The Oklahoman doesn’t mention a key reason why Colorado, which has spent incredible amounts of money on “teacher quality” initiatives, faces growing problems in filling their classrooms. That state has been in the forefront of the Gates Foundation’s and the federal government’s campaigns to use experimental, outcomes-driven teacher evaluations to “build a better teacher.” The theory was that the identification and termination of the bottom-performing 5 to 10 percent of teachers, as well as data-driven professional development, would produce “transformative” change.

Colorado Democrat, Sen. Michael Bennet, the non-educator who ran the Denver Public Schools, is symbolic of the ideological nature of corporate school reform. He liked to say, “The examined life is not worth living,” as he rushed ahead, heedless of what he didn’t know that he didn’t know about classroom instruction.

Bennet attacked the concept of career teachers. He wanted an incentive system where young teachers burned themselves out for 7 to 9 years in order to produce transformative change. His multi-million dollar experiments helped form the basis of Arne Duncan’s multi-billion dollar debacles, such as the RttT, the SIG, and “incentivizing” states to incorporate test score growth into teacher evaluations.

These slapped together corporate reforms almost certainly helped drive veteran teachers out of the profession. They encouraged the labeling of career teachers, who opposed teach-to-the-test, as “culture killers;” Baby Boomers and their higher salaries were often “exited” in mass. As we should have always known would happen, high-stakes testing grew more oppressive, and it almost certainly reduced the effectiveness of the profession as a whole.

When the Oklahoma legislature went along with the pressure to codify the reformers’ untested theories on test-driven teacher evaluations into law, I was struck by the number of senators who were carrying a New Yorker article, “The Rubber Room” by non-educator Steve Brill. Brill argued for replacing veteran teachers, who supposedly refuse to do “whatever it takes” to overcome the effects of the poverty and trauma that our poorest kids bring to school. His hyperbolic attack on unions included the claim that “value-added” statistical models could provide a valid measure of teacher effectiveness, and a tool for speeding up the dismissal of “bad” teachers.

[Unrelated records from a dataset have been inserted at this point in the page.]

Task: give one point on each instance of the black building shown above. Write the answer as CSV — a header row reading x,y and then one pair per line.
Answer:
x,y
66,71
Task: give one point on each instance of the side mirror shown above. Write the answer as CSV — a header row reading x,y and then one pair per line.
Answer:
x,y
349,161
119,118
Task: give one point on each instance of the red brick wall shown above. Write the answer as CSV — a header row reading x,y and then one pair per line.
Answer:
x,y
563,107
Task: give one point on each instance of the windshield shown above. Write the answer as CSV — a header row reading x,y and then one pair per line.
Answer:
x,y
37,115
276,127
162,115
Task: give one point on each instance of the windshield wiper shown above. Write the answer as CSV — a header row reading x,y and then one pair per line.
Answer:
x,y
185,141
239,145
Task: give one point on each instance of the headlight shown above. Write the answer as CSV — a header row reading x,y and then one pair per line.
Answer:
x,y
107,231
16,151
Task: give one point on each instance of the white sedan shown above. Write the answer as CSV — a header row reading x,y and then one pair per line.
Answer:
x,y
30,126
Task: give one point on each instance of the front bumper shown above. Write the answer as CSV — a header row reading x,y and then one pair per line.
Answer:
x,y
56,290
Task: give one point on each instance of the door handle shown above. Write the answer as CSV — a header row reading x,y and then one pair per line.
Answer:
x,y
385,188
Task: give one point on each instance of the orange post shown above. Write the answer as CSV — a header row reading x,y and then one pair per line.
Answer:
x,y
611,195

Brill’s subsequent book, Class Warfare, argued for the recruiting of young teachers with superhuman intensity and who would accept “No Excuses!” The hero of his morality play was Jessica Reid, the most determined person that Brill had ever met. The tale’s inspiring conclusion was undermined, however, when the 28-year-old quit in exhaustion.

It’s now clear that the “teacher quality” gamble failed, and even Oklahoma repealed the value-added portion of the teacher evaluation law we were coerced into passing. But today’s educators carry the burden of the damage it did to teaching and learning. My students who attended the elementary schools that can’t find teachers complained that they had been robbed of an education by bubble-in testing. They had to endure soul-killing rote instruction that produced in-one-ear-and-out-the-other “learning.”

Today’s inexperienced, exhausted, and underpaid teachers struggle to inspire students who often have been taught to hate school. Even if Oklahoma finally raises salaries, it will take years to undo the harm done by corporate school reform.